One of Michelle Obama’s personal projects during her eight years as first lady was the Healthy, Hunger-Free Kids Act, which became law in 2010.
The former first lady aimed to combat childhood obesity through healthier school lunches and her “Let’s Move!” campaign.
The USDA stated the following five standards for “practical” change in public school lunches:
- Ensuring students are offered both fruits and vegetables every day of the week
- Substantially increasing offerings of whole grain-rich foods;
- Offering only fat-free or low-fat milk varieties;
- Limiting calories based on the age of children being served to ensure proper portion size; and
- Increasing the focus on reducing the amounts of saturated fat, trans fats, and sodium.
Over the years, critics have pointed out that children are simply not eating the meals and that food waste has been at an all- time high. School nutritionists called for a roll back on the strict sodium and whole grain rules a few years ago, but the law remained in place.
Now, with President Donald Trump in the White House, lobbyists for the 54,000 cafeteria workers are working to reverse the massive school food agenda.

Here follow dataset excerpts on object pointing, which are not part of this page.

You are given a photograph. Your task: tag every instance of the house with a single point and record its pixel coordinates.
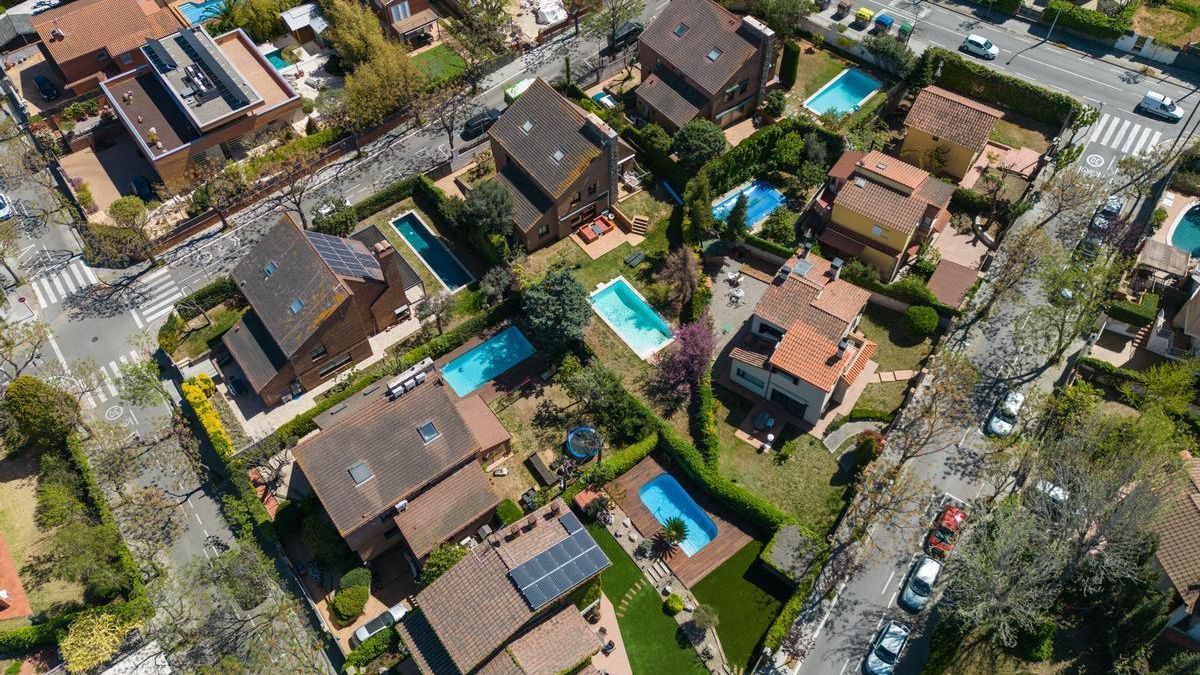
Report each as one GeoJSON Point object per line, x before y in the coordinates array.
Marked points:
{"type": "Point", "coordinates": [701, 60]}
{"type": "Point", "coordinates": [802, 350]}
{"type": "Point", "coordinates": [315, 302]}
{"type": "Point", "coordinates": [505, 608]}
{"type": "Point", "coordinates": [89, 41]}
{"type": "Point", "coordinates": [407, 19]}
{"type": "Point", "coordinates": [402, 464]}
{"type": "Point", "coordinates": [559, 163]}
{"type": "Point", "coordinates": [946, 132]}
{"type": "Point", "coordinates": [1177, 556]}
{"type": "Point", "coordinates": [199, 99]}
{"type": "Point", "coordinates": [880, 209]}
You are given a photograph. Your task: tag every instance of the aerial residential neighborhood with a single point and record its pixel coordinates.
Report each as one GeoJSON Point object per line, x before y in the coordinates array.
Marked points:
{"type": "Point", "coordinates": [625, 338]}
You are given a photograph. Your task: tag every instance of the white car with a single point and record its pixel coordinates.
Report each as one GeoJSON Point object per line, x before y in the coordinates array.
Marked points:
{"type": "Point", "coordinates": [979, 46]}
{"type": "Point", "coordinates": [919, 586]}
{"type": "Point", "coordinates": [388, 619]}
{"type": "Point", "coordinates": [1005, 417]}
{"type": "Point", "coordinates": [886, 649]}
{"type": "Point", "coordinates": [1161, 106]}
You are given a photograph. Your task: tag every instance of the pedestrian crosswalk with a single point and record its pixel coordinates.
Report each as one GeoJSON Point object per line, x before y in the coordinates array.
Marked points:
{"type": "Point", "coordinates": [54, 287]}
{"type": "Point", "coordinates": [1125, 136]}
{"type": "Point", "coordinates": [103, 384]}
{"type": "Point", "coordinates": [160, 294]}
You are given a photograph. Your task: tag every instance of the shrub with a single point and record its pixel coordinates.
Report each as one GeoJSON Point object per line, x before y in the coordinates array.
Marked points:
{"type": "Point", "coordinates": [921, 321]}
{"type": "Point", "coordinates": [509, 512]}
{"type": "Point", "coordinates": [673, 604]}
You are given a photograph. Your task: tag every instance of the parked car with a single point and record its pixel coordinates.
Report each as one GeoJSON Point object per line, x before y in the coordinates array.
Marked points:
{"type": "Point", "coordinates": [979, 46]}
{"type": "Point", "coordinates": [919, 585]}
{"type": "Point", "coordinates": [1005, 416]}
{"type": "Point", "coordinates": [478, 124]}
{"type": "Point", "coordinates": [46, 88]}
{"type": "Point", "coordinates": [946, 530]}
{"type": "Point", "coordinates": [388, 619]}
{"type": "Point", "coordinates": [886, 649]}
{"type": "Point", "coordinates": [1161, 106]}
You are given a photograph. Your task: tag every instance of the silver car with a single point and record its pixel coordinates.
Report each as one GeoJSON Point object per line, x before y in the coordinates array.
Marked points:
{"type": "Point", "coordinates": [919, 587]}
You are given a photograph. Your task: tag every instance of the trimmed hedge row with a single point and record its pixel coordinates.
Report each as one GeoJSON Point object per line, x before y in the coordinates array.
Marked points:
{"type": "Point", "coordinates": [993, 87]}
{"type": "Point", "coordinates": [1135, 314]}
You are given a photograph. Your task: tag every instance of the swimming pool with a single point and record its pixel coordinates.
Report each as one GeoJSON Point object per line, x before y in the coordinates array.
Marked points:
{"type": "Point", "coordinates": [432, 252]}
{"type": "Point", "coordinates": [1186, 233]}
{"type": "Point", "coordinates": [197, 12]}
{"type": "Point", "coordinates": [665, 499]}
{"type": "Point", "coordinates": [631, 317]}
{"type": "Point", "coordinates": [845, 93]}
{"type": "Point", "coordinates": [486, 362]}
{"type": "Point", "coordinates": [762, 199]}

According to Washington Examiner, the School Nutrition Association hopes to get rid of some of the more strict laws, in order to get kids to eat food and waste less money.
In a policy announcement released by the group, they outlined what they intend to change and why:
Getty Images/Paul Morigi
“Overly prescriptive regulations have resulted in unintended consequences, including reduced student lunch participation, higher costs and food waste. Federal nutrition standards should be modified to help school menu planners manage these challenges and prepare nutritious meals that appeal to diverse student tastes.”
The School Nutrition Association hopes to ease restrictions on the sodium limits, as well as the specific amount of whole grains children must have in their meals:
“The current mandate that all grains offered be whole grain rich has increased waste and costs, while contributing to the decline in student lunch participation. Students are eating more whole grain breads and rolls, but schools are struggling with limited availability of specialty whole grain items and meeting students’ regional and cultural preferences for certain refined grains, such as white rice, pasta, grits, bagels or tortillas.”
Head of the House Freedom Caucus Rep. Mark Meadows (R-NC) is working to repeal the Healthy, Hunger-Free Kids Act. Meadows told the Washington Examiner’s Paul Bedard that he already has hundreds of regulations ready to be cut:
“The federal government involving itself in what is served in school lunches is the epitome of government overreach. Districts that have chosen to opt out have been able to provide more options to students and better-quality services.
At the beginning of the year, I released a report of more than 300 regulations the Trump administration can undo, which included overly burdensome federal lunch program standards. It’s the perfect example of how government interference generally makes a small problem far worse.”
With the extraordinary amount of government programs that President Trump has been working to cut, it’d be no surprise if we see a significant change in school lunches over the next few years.